The starter kit comes with figurines of Mr. Incredible, Capt. Jack Sparrow and Sulley, and “play sets” for their corresponding movies, “The Incredibles,” ‘’Pirates of the Caribbean” and “Monsters University.” Additional characters cost $13 each; “Cars” and “The Lone Ranger” play sets cost $35 each. It’s hardly the optimal lineup: Disney’s hand-drawn animated classics are absent, and I’d happily trade Tonto for, say, Scrooge McDuck. (I suspect the game’s developers would have, too.)
The introductory package also includes the Infinity Base, which plugs into your game console and has two round spaces for characters and a hexagonal space for a play set. Park Sulley and his play set on the base, for example, and you’re off on an adventure at Monsters U. By providing different game worlds for different characters, the play sets distinguish “Disney Infinity” from its obvious inspiration, Activision’s blockbuster “Skylanders” series.

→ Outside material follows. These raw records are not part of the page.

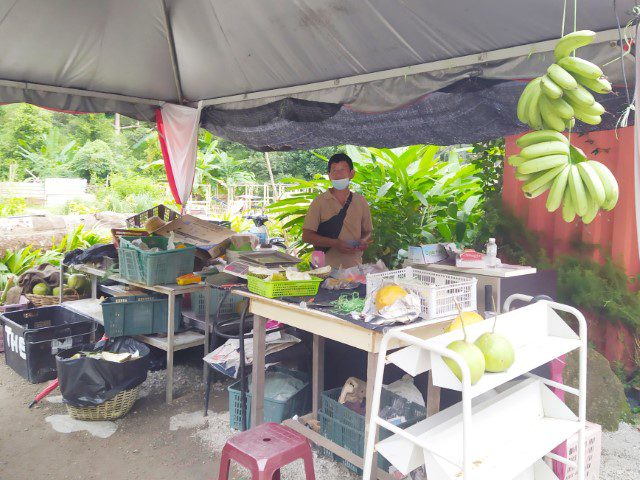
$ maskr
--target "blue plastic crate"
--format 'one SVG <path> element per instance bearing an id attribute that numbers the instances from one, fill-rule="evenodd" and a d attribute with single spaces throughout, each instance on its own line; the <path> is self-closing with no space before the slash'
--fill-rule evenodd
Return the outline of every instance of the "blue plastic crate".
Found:
<path id="1" fill-rule="evenodd" d="M 176 298 L 174 331 L 182 320 L 181 298 Z M 104 331 L 108 337 L 167 333 L 169 301 L 157 295 L 111 297 L 102 302 Z"/>
<path id="2" fill-rule="evenodd" d="M 176 283 L 176 279 L 187 273 L 193 273 L 196 247 L 185 245 L 183 248 L 149 252 L 141 250 L 132 242 L 142 240 L 149 248 L 167 248 L 169 239 L 165 237 L 121 237 L 118 248 L 120 276 L 127 280 L 148 286 Z"/>
<path id="3" fill-rule="evenodd" d="M 342 388 L 334 388 L 322 392 L 322 408 L 318 412 L 320 420 L 320 431 L 322 435 L 337 445 L 346 448 L 359 457 L 364 456 L 364 429 L 365 418 L 349 407 L 338 402 Z M 392 405 L 394 400 L 401 398 L 389 390 L 382 389 L 380 394 L 380 409 Z M 426 418 L 425 407 L 407 401 L 404 408 L 405 421 L 398 425 L 400 428 L 407 428 Z M 378 438 L 383 440 L 391 435 L 389 430 L 378 429 Z M 349 470 L 358 475 L 362 475 L 362 469 L 356 467 L 351 462 L 322 449 L 323 453 L 331 456 L 335 461 L 343 463 Z M 378 467 L 384 471 L 389 471 L 391 464 L 382 456 L 378 455 Z"/>
<path id="4" fill-rule="evenodd" d="M 220 304 L 220 301 L 223 299 L 223 297 L 224 300 L 222 301 L 222 304 Z M 191 309 L 196 315 L 204 315 L 206 308 L 205 299 L 205 292 L 191 293 Z M 228 317 L 230 315 L 240 315 L 238 308 L 243 300 L 243 297 L 238 294 L 225 292 L 224 290 L 220 290 L 217 288 L 212 288 L 211 300 L 209 301 L 209 312 L 211 313 L 211 315 L 215 316 L 217 313 L 222 317 Z"/>
<path id="5" fill-rule="evenodd" d="M 303 415 L 311 410 L 311 384 L 309 383 L 309 375 L 304 372 L 289 370 L 287 368 L 274 366 L 269 371 L 286 373 L 298 380 L 302 380 L 305 384 L 298 392 L 293 394 L 289 399 L 280 401 L 270 398 L 264 399 L 264 421 L 281 423 L 283 420 L 293 417 L 294 415 Z M 267 372 L 268 373 L 268 372 Z M 247 385 L 251 385 L 251 375 L 247 380 Z M 229 425 L 231 428 L 241 430 L 241 413 L 242 405 L 240 401 L 240 382 L 235 382 L 227 387 L 229 391 Z M 251 417 L 251 392 L 247 392 L 247 423 Z"/>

The initial play sets offer an engaging mix of video-game genres. The Incredibles leap tall buildings and battle evil robots. Capt. Jack engages in swordplay and commands a pirate ship. And the Monsters U. students conduct a stealthy war of pranks against their rivals at Fear Tech.
Each of these solo campaigns lasts about four hours, but you’ll want to spend more time collecting the hundreds of capsules scattered across each open world. They contain the components you’ll need to build your own virtual playground in the “Disney Infinity” Toy Box.

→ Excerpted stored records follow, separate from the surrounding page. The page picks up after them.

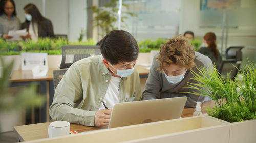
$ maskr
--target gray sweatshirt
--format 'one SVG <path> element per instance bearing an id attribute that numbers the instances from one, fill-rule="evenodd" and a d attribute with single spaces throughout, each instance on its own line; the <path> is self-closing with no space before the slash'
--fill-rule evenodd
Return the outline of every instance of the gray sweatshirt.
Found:
<path id="1" fill-rule="evenodd" d="M 208 68 L 212 67 L 212 62 L 210 58 L 200 53 L 195 52 L 194 62 L 196 66 L 192 68 L 194 72 L 198 73 L 197 67 L 206 67 Z M 184 88 L 187 87 L 186 82 L 190 83 L 197 83 L 190 78 L 193 77 L 190 69 L 188 69 L 184 75 L 184 78 L 177 84 L 172 84 L 168 82 L 163 73 L 157 70 L 160 63 L 154 58 L 150 68 L 148 78 L 146 80 L 145 90 L 142 94 L 142 100 L 151 100 L 159 98 L 177 97 L 186 96 L 187 100 L 185 104 L 186 107 L 194 107 L 197 104 L 197 101 L 203 102 L 205 100 L 209 100 L 209 97 L 205 98 L 204 96 L 196 95 L 188 93 L 179 93 L 179 92 L 190 92 L 199 91 L 191 88 Z"/>

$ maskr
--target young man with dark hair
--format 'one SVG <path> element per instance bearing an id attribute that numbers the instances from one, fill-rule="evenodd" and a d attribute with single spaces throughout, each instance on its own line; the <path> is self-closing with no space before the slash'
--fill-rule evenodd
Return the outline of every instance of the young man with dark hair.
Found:
<path id="1" fill-rule="evenodd" d="M 191 70 L 198 73 L 198 68 L 212 68 L 211 60 L 195 52 L 188 40 L 182 35 L 170 38 L 161 45 L 159 54 L 154 58 L 146 80 L 142 100 L 187 96 L 185 106 L 195 107 L 197 101 L 210 98 L 180 92 L 199 91 L 187 88 L 187 82 L 196 83 Z"/>
<path id="2" fill-rule="evenodd" d="M 56 88 L 49 111 L 53 119 L 104 126 L 115 104 L 140 100 L 139 76 L 134 69 L 139 48 L 134 38 L 114 30 L 99 44 L 102 55 L 73 64 Z"/>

Your Toy Box begins as a small, flat plot of land that you can upgrade with trees, hills and other natural features. As you gather more capsules, you can add people, animals, vehicles and buildings. And if you’re ambitious, “Disney Infinity” gives you the tools to build drivable racetracks or playable pinball tables.

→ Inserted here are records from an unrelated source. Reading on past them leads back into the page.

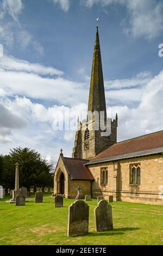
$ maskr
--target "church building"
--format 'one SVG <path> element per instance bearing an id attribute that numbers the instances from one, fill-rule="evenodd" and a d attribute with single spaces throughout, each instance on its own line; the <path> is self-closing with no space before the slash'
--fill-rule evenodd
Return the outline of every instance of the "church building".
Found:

If you want to jump right into the Toy Box you’ll be frustrated, since you need to explore the play sets to find enough objects to build with. And there’s an unfortunate element of randomization, so you may not be able to find that one item you need to top off that paintball sim you’ve worked so hard on. Some items are available on power discs that are sold separately — two for $5 — but they come in blind packaging so you never know what you’ll get.
With its amusing, movie-specific adventures and its deep yet easy-to-use Toy Box, the “Disney Infinity” starter kit provides more than enough activity to be well worth the $75 price. But cost-conscious parents should be wary. Once you start adding characters, play sets and power discs, your future investment in “Infinity” could be, well, infinite.